Evan Morris - Bank of America Merrill Lynch
Management
Okay. That was really helpful. And then just shifting back down to Brazil to your sugar and bioenergy business. The environment there has certainly improved a bit and certainly better than was a year ago. So, it sounds like you're getting a little bit incrementally positive at least on the profit outlook. So, I guess, one, could you give us a sense as to how much better things are getting incrementally? And as we look into 2016, sort of based on what you know now versus what it was like six months ago, what that could mean for profit? And secondly, if the environment is improving, how does it change the outlook or the possibility of a sale of those assets as you continue that process?

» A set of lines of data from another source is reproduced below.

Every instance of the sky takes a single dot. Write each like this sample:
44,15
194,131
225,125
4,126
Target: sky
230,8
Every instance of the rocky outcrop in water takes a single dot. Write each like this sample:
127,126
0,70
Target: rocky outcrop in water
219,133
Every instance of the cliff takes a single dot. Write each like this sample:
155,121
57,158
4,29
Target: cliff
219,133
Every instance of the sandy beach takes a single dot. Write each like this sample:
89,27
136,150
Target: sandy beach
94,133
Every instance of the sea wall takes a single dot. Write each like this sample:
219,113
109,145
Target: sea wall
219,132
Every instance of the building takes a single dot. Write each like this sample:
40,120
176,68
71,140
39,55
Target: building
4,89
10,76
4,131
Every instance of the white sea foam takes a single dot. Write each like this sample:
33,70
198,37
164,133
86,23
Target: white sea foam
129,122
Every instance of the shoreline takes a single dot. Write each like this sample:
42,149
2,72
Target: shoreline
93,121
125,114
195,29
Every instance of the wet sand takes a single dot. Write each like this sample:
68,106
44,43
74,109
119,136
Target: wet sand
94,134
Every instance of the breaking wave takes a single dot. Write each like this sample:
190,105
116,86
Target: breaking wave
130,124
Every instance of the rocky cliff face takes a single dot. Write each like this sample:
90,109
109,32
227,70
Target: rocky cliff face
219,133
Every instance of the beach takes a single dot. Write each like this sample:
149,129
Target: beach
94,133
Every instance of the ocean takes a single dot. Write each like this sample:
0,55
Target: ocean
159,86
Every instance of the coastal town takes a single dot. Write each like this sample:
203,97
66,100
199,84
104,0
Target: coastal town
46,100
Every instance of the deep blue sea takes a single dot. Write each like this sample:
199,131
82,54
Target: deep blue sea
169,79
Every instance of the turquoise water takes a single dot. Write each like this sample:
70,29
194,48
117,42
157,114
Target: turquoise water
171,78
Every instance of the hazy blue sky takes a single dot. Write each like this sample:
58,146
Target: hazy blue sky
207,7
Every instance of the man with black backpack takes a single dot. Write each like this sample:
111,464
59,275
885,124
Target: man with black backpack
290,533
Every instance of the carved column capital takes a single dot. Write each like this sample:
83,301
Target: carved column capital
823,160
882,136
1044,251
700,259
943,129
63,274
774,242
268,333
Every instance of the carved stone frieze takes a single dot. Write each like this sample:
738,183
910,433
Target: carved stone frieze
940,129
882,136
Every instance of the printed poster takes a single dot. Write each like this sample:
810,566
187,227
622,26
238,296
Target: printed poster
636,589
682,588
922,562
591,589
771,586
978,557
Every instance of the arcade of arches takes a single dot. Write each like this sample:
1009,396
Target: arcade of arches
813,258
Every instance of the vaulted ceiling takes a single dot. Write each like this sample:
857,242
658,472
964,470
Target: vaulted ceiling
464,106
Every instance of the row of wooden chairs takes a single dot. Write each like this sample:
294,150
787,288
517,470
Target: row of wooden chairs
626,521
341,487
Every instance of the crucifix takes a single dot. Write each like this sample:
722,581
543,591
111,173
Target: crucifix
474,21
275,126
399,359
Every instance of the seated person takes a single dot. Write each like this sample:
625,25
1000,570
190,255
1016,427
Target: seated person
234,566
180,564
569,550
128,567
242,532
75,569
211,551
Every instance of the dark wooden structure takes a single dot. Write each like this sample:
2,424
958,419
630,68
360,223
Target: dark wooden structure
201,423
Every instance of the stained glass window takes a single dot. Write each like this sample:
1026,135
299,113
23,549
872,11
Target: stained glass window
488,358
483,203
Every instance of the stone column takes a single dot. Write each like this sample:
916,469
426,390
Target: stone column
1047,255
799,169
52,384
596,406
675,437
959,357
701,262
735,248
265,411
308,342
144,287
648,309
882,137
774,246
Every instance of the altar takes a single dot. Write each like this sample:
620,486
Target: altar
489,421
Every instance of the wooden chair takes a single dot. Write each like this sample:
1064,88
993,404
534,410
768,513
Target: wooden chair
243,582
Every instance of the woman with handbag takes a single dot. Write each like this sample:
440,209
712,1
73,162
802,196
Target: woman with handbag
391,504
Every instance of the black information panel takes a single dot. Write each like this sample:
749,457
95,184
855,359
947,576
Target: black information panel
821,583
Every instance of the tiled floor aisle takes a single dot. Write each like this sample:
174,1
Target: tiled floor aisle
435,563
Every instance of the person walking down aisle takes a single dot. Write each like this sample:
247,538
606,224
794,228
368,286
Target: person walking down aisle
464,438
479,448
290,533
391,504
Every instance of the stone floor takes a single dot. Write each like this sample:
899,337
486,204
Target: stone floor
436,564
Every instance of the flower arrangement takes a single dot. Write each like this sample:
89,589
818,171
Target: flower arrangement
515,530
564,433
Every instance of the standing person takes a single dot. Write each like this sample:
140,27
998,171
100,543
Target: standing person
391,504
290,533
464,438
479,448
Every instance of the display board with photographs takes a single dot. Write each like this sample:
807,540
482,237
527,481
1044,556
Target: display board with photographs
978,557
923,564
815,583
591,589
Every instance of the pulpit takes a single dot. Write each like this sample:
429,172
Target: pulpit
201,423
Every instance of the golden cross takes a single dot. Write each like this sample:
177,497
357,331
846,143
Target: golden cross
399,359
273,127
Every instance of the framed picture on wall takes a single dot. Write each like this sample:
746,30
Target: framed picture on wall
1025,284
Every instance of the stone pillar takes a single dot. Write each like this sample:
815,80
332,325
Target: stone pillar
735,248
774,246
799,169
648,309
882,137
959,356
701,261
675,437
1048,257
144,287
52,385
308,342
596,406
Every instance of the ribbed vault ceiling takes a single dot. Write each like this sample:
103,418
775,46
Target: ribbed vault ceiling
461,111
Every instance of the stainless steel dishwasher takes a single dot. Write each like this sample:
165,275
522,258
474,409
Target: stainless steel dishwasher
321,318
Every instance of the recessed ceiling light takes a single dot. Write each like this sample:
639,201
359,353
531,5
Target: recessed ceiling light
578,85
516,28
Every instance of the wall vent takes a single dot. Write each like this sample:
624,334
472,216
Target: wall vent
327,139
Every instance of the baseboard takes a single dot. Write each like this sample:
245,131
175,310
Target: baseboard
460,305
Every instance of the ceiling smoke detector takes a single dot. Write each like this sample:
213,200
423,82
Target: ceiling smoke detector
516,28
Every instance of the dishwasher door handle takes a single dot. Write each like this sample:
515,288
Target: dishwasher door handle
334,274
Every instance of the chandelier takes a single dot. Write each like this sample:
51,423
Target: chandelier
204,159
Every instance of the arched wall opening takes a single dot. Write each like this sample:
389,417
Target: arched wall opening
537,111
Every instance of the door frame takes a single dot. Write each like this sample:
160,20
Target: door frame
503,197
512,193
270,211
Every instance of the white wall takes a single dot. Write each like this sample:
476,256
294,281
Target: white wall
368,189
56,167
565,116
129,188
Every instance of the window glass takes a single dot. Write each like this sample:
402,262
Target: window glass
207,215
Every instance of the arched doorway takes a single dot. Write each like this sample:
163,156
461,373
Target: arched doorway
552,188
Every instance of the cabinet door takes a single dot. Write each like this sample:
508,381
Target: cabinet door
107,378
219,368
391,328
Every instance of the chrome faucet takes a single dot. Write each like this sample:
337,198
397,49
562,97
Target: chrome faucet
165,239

Soren W. Schroder - Chief Executive Officer & Director: Okay. You're right that the environment for Brazilian cane crushing, sugar production and ethanol is definitely better now than it was a year-ago. And it looks like it's going to get sequentially better in 2016. And, of course, a lot of it has to do with the reduced cost of producing sugar in dollars. So, the cost of production if you look into next year now is probably somewhere around $0.12 a pound or maybe a little bit more depending on location. But well below where you can actually hedge sugar. And so, I'd say for the first time, when you look into a future campaign, you can actually secure reasonable margins as a sugar producer. And then the question is really to what extent does ethanol follow? But ethanol, if you look into next year's new crop, April, May, Brazilian ethanol is the most competitive ethanol in the world. So, you think that there'll be good demand for that as well. So, it is different in the sense that you can actually, as a producer, look into the following crop and secure margins that are quite reasonable. And in that sense, we are optimistic that we will end up this year positive in EBIT, positive in cash flow and next year should be a bump up from that. How much of a bump, it's still too early to tell, but it'll be sequentially better. In terms of our view on how to position the business, we are still in the mode of finding ways to reduce exposure as we've said. But given the fact that Bunge as a whole now has returns that are well in excess of our cost of capital, and the business fundamentals are improving, we'll take our time to find the right solution, and we're working on that and I can't give you any timing on it. But, the business is not a drain to Bunge. We can see signs of improvement. And the industry will probably take another year or so to recover. And, we'll be keeping a sharp eye out for opportunities but without feeling pressure to do anything in a hurry.